M. Losique a toujours refusé de l'admettre. Il brandit encore aujourd'hui, pour justifier la pertinence du FFM, son statut de «seul festival compétitif en Amérique du Nord» dûment reconnu, étiquette dont il s'était moqué comme d'un outil de marketing insignifiant lorsqu'il en avait été privé au début des années 2000.

Serge Losique parle constamment d'une étude d'Influence Communication sur le nombre de mentions du FFM dans les médias internationaux (ce qui n'est pas étonnant étant donné la quantité astronomique de films qui y sont présentés, venant de partout dans le monde). Sans préciser bien sûr que, toujours selon Influence Communication, «le Festival des films du monde ne suscite [...] que peu d'intérêt médiatique pour la ville de Montréal».

On se questionne forcément, dans les circonstances, sur les prétendues retombées touristiques du FFM, estimées par sa direction à 22 millions, tellement son manque de transparence et sa gestion opaque sont dénoncés par tout un chacun depuis toujours.

Ce qui ne fait aucun doute, en revanche, c'est que le FFM a été incapable de se renouveler et de se moderniser depuis 20 ans, tant d'un point de vue économique qu'artistique, ressassant ses années de gloire depuis longtemps disparues. Comme Serge Losique, le festival est resté figé dans les années 70 et 80, autant dans ses références cinématographiques que dans ses façons de faire.

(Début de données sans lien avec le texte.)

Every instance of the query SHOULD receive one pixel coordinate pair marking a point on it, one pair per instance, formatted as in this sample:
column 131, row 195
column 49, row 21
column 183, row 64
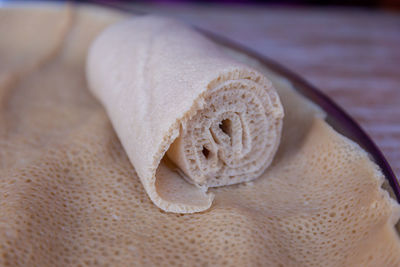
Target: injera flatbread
column 70, row 196
column 169, row 90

Le FFM est aujourd'hui soit au bord de la faillite, soit en faillite technique, sinon en déni de faillite (la direction semble minimiser ses dettes et ses déficits).

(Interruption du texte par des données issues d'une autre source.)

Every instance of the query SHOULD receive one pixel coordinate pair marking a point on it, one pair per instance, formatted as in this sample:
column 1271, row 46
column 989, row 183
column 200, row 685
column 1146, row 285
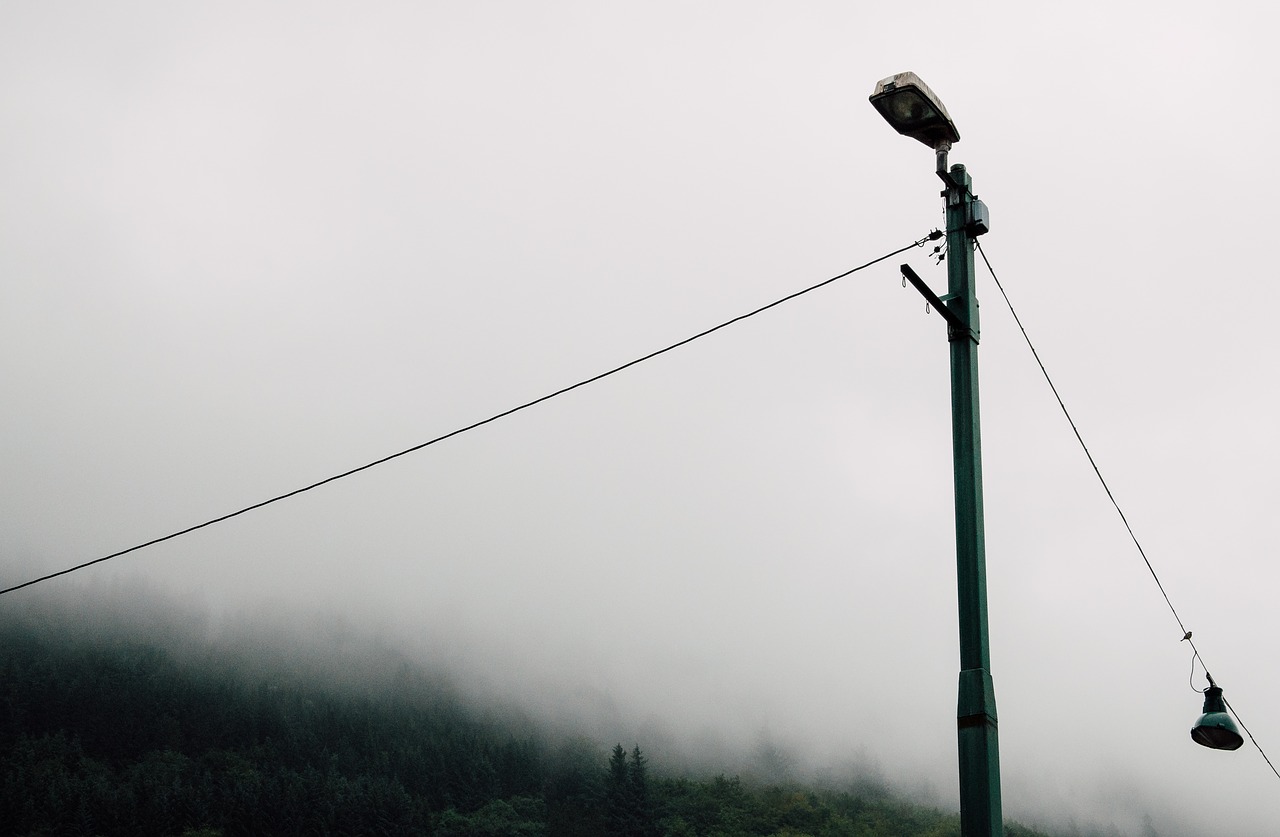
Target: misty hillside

Selon nos sources, plusieurs fournisseurs de services n'ont pas été payés pour le festival de 2013 et il est loin d'être sûr, par exemple, que la Place des Arts voudra louer une de ses salles pour l'ouverture cette année.

Sans le soutien des institutions, et sans plan de redressement digne de ce nom, on se demande comment le FFM pourra tenir le coup, même à court terme.

À qui la faute? Serge Losique n'a certainement pas aidé sa cause, entêté comme il est. S'il est indéniable qu'il a beaucoup fait pour le cinéma au Québec, il lui a surtout nui ces dernières décennies. Il causé des dommages irréparables à la scène des festivals de cinéma montréalais, qui comptait autrefois sur l'échiquier mondial avant de se faire damer le pion par Toronto.

M. Losique ne doit évidemment pas recevoir tout le blâme de ce gâchis. Les décideurs et les politiques l'ont trop longtemps laissé courir à sa perte, ne redressant pas la barre, et échouant à un exercice de mutinerie bâclé il y a une dizaine d'années. Le milieu s'était depuis résigné à laisser le bateau couler de lui-même, en attendant d'essayer de rafistoler l'embarcation à la dérive une fois le capitaine disparu. Même sa directrice générale Danièle Cauchard souhaite abandonner le navire avant le naufrage final (désolé pour la métaphore navale).

Heureusement, des gens courageux et lucides, telles Monique Simard et Carolle Brabant, ont décidé qu'assez, c'était assez. On ne peut gérer un événement qui reçoit des centaines de milliers de dollars en deniers publics de manière dictatoriale, en refusant de rendre des comptes.

C'est malheureux pour M. Losique, mais il est grand temps de passer à autre chose. Et de tenter de reconstruire la crédibilité et la solidité de nos festivals, en espérant qu'il ne soit pas trop tard. Le vieux renard arrivera-t-il tout de même à tenir son festival à la fin août? Il l'a toujours fait, contre vents et marées. Ce sera difficile. Mais s'il y en a un qui peut survivre à un tel camouflet, c'est bien lui.